Friday, July 16, 2010

Carrots

If you want a fall crop of carrots, now is the time to get them going.  We aren't raising carrots this year, but one of our customers is.  Their raised bed is 6" deep with very hard, rocky soil below the bed.  Six inches of soil isn't deep enough for most varieties of carrots and they will become deformed if they tried to grow into the hard, rocky native soil.  To get more soil depth in the raised bed, we took a page from Mel Bartholomew's square foot gardening book.  We built a 2' x 2' bed out of an untreated 2'x8" board (see picture).  We then placed this small bed on top of the 6" of soil in the existing bed and filled it with an additional 6" of a compost/peat mixture.  This gives 12" of soil depth for the carrots to grow in.

Tips and Tricks:
  • We've had very good success with scattering the seed on the soil surface and then lightly raking the soil surface with our fingers.
  • Keep the seeds moist during germination, but don't flood the area lest you wash all the seeds into one area and get poor seed distribution.
  • Carrot seeds take 2-3 week to germinate, so don't get concerned when they aren't up as quickly as other seeds.
  • After the plants are 2" high, thin the plants until there is 1-2" of space around each plant.

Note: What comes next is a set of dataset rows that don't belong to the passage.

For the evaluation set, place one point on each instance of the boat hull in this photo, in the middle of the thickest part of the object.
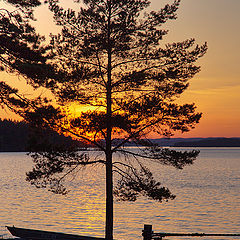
(31, 234)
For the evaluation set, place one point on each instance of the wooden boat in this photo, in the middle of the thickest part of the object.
(31, 234)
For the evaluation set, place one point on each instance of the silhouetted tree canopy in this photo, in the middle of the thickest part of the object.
(108, 57)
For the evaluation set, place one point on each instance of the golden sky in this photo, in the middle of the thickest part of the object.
(216, 89)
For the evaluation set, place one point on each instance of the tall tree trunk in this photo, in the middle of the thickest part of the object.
(109, 173)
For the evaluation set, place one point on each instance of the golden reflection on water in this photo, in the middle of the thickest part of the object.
(208, 200)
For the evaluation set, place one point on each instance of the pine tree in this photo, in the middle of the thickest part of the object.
(108, 57)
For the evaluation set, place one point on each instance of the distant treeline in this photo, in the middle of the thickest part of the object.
(16, 136)
(210, 142)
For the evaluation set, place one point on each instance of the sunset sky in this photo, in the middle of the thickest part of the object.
(216, 89)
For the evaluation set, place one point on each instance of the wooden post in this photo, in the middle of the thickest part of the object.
(147, 232)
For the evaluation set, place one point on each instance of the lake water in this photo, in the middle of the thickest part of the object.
(208, 200)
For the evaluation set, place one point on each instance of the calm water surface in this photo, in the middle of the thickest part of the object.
(208, 200)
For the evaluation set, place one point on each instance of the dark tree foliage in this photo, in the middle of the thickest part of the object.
(108, 57)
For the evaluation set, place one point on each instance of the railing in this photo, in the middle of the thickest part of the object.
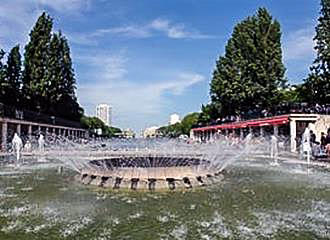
(26, 115)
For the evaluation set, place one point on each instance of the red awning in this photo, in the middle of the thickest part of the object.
(272, 121)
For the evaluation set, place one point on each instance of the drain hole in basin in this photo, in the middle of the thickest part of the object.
(171, 183)
(103, 180)
(134, 183)
(187, 182)
(152, 184)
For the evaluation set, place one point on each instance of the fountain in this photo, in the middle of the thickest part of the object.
(240, 196)
(17, 146)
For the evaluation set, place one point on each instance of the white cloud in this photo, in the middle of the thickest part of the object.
(175, 30)
(163, 26)
(128, 31)
(135, 103)
(65, 5)
(299, 44)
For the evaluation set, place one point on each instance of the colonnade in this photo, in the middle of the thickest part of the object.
(8, 126)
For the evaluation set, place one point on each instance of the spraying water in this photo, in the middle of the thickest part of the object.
(306, 145)
(17, 147)
(274, 149)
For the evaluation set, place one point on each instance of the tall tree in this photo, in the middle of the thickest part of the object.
(54, 73)
(35, 85)
(12, 79)
(318, 81)
(251, 71)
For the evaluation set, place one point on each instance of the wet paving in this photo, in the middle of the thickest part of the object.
(255, 201)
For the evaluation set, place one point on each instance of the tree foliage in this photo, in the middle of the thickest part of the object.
(49, 83)
(251, 71)
(318, 81)
(35, 84)
(12, 88)
(93, 123)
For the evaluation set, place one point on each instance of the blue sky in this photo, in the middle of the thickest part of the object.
(151, 58)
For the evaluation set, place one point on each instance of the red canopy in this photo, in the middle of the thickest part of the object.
(271, 121)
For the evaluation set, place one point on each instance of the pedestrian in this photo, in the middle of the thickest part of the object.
(327, 143)
(323, 140)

  • Carrots really are fairly pest free, but in previous years we have experienced carrot rust fly maggots eating the roots, armyworms eating the foliage, and a box turtle chowing down on the foliage.  With the carrot rust fly maggots, we just harvested everything right then before they could do more damage.  We handpicked the armyworms off with good effect, but if it had become a major problem we would have also treated with Bacillus thuringiensis.  Since going to a doubly raised bed, box turtles haven't been a problem.
  • Carrots will taste the sweetest if harvested between the first light frost of the year and the first killing frost of the year (usually early October here).

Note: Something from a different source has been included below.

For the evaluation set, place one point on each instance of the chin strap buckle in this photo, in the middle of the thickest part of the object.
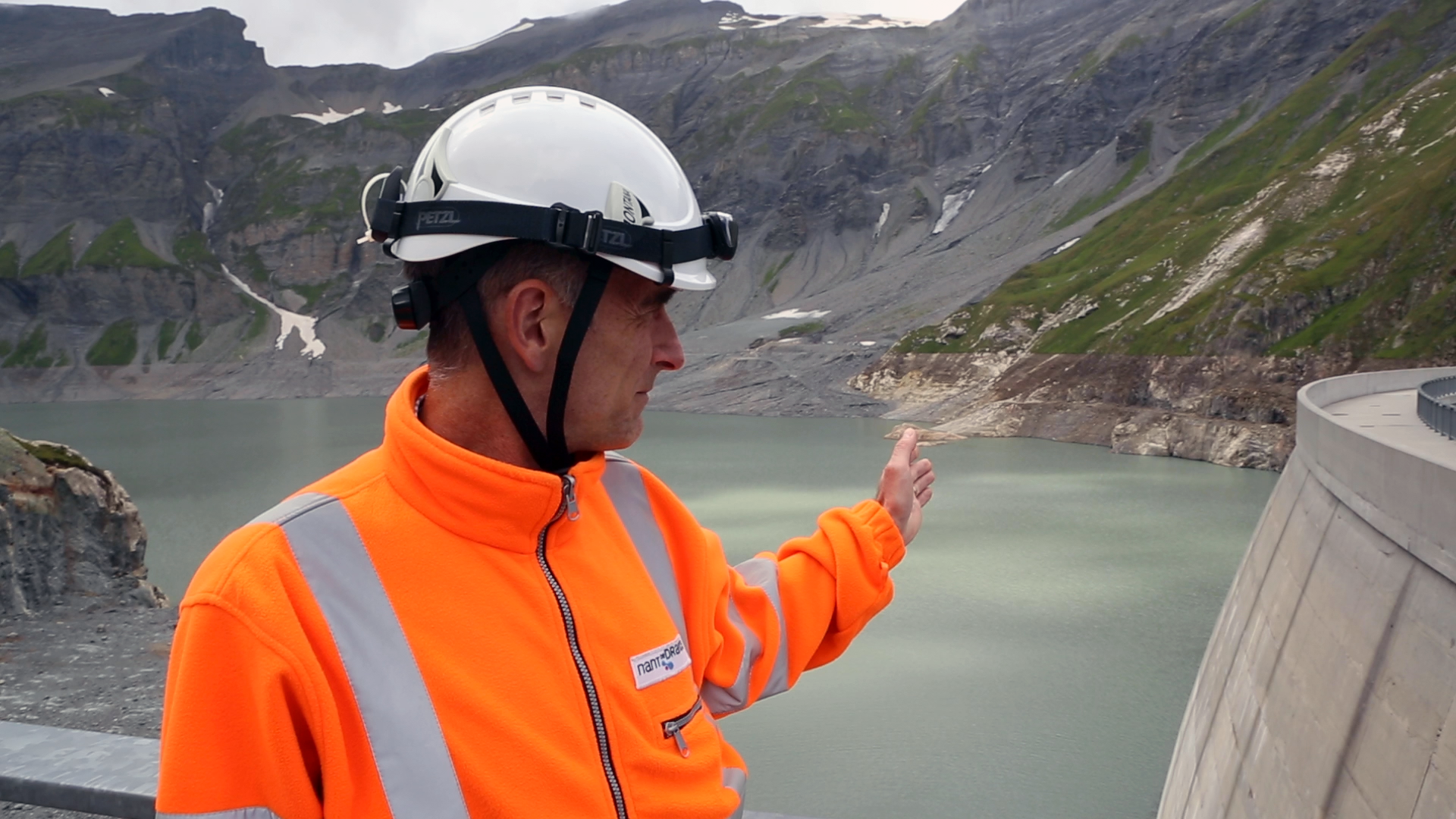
(574, 229)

  • One of the joys of home growing carrots is that they come in more than just the typical orange.  Yellow, red, purple, and white are also available.  Have fun with it!
Putting up the harvest:
  • Pull them up when the soil is dry and leave them in the sun for a couple of days to cure.  Clean the dirt off and cut the greenery back to an inch.  Make holes in ziptop plastic baggies and store the carrots in them in a dark drawer of the refrigerator.  They will keep up to two months this way.
  • A second option is to store them in the ground.  Mulch them heavily with straw before the first hard freeze.  Then as you need them, pull away the straw and harvest through the winter.  This may only work when the carrots are grown in ground.  We haven't tried this with the extra tall raised bed.  It may get cold enough in the winter to freeze the soil in this exposed bed, and if so the carrots will be mush.